I really want to soak in a hot, long bath right now, but I have to jet off to uni soon.
Sigh.
It’s already Christmas tomorrow.
I feel so good about actually sending out Christmas cards this year.
Unfortunately, I did not send handmade cards as I promised, because there was a change in schedule, I found I couldn’t finish paintings in time to send them, so I had to abort that part of the plan… But maybe… I will try again next year :-D
Dear Liz. My friends call me Maddie, and you already know my full name :)
My birthday is on July 1st.
I own a red moleskine, of which most of the blank pages now are scrawled with the things I love. And some special parts even by people I love.
I think you and I share a lot in common. Especially this part;
I am extremely nice, but I will come off as an ass if you hurt me.
Uhm, and also lot of the rest of the stuff you mentioned too!
I really wish you’d come here sometime, I keep trying to get you to because we don’t get visitors much! Besides you said it. We’d probably totally hit it off IRL.
And Liz? You know I love you <3
Your reply is the best thing I’ve read today (in which I shall agree with you, we do share a lot in common). I think that we will meet some day. I love you too! Thank you for everything, you’re a beautiful person. :-)
My name is Elizaveta. Yeh-lee-zah-vyeh-tah. People call me Liz. I do not really go by Elizabeth.
I reside in Vladivostok, Russia. It’s quite an unimpressive city at any time.
My birthday is on March 6th.
I have hazel eyes and dark brown hair.
I’ve never dyed my hair.
I am majoring in English at some university.
I have always wished that someone asked me if I would like to hang out with them on Friday night, but they never did. It ruined my teenage life. Also, I’ve never been on a date.
I once fell in love with someone over the Internet.
I want to purchase a moleskin journal with cream coloured blank pages for sketching. I draw and paint a lot. I graduated from Art School in 2004, majoring in painting. I also used to play the piano very well.
I have arachnophobia.
I hate planners.
I really think I need to keep a journal.
I am extremely nice, but I will come off as an ass if you hurt me.
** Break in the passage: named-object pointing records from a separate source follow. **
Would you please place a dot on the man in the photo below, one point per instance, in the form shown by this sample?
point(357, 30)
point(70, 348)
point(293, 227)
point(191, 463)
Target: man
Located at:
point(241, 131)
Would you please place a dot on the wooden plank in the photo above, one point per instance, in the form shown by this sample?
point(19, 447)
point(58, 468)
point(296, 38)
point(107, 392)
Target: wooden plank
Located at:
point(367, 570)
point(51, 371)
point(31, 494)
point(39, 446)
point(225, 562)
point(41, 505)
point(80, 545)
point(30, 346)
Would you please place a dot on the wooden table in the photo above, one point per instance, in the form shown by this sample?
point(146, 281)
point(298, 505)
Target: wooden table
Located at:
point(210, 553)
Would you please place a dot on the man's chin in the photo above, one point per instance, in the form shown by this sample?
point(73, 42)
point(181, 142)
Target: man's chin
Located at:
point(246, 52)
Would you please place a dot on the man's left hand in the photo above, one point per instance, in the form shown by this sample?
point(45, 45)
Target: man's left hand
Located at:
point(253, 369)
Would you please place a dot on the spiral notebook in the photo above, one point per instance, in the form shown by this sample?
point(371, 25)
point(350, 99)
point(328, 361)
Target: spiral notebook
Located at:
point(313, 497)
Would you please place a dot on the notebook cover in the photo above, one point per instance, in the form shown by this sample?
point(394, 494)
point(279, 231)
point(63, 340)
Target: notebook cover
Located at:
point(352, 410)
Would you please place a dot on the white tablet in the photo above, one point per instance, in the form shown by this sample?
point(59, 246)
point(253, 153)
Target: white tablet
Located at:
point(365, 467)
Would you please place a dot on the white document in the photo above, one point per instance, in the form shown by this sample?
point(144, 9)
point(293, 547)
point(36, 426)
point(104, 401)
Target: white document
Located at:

Let it be known that I do not sugar coat anything, and I give honest answers. You’ll learn to adjust.
I often let nobodies make me feel like no one. It sucks, but I’m working on it.
I aim high in my goals, but I don’t live my life to the fullest. I’m afraid of aging more so now than I ever have been before, because not having enough time for the things that I want to achieve frightens me. Unfortunately, there are only 24 hours in my day.
I like champagne.
I’m a fetishist for men’s watches, trench coats and scarves. And Tom Ford. He is a genius.
I live by the ideals of truth and love.
I dream in literature.
I deeply admire the work of illustrators and still life photography.
I have amazing friends from all around the world. Some of them inspired me more than others.
I laugh and smile a lot.
I want to learn how to cook well.
You’ll learn to love me.
It’s that time of the year when my body and mind feel lethargic. It makes me vulnerable. I mean. I had plenty of time for revising, but I just don’t want to concentrate on phonetics and math. I need to do a complete analysis of the book, I need to write some essays, and I have a Culturology exam on Thursday.
I spent my entire night trying to figure out what the heck is wrong with me.
I used to spend my evenings studying. And now… meh. I’m not even sure what exactly got me so discouraged.
I want to feel energetic. It’s not that easy.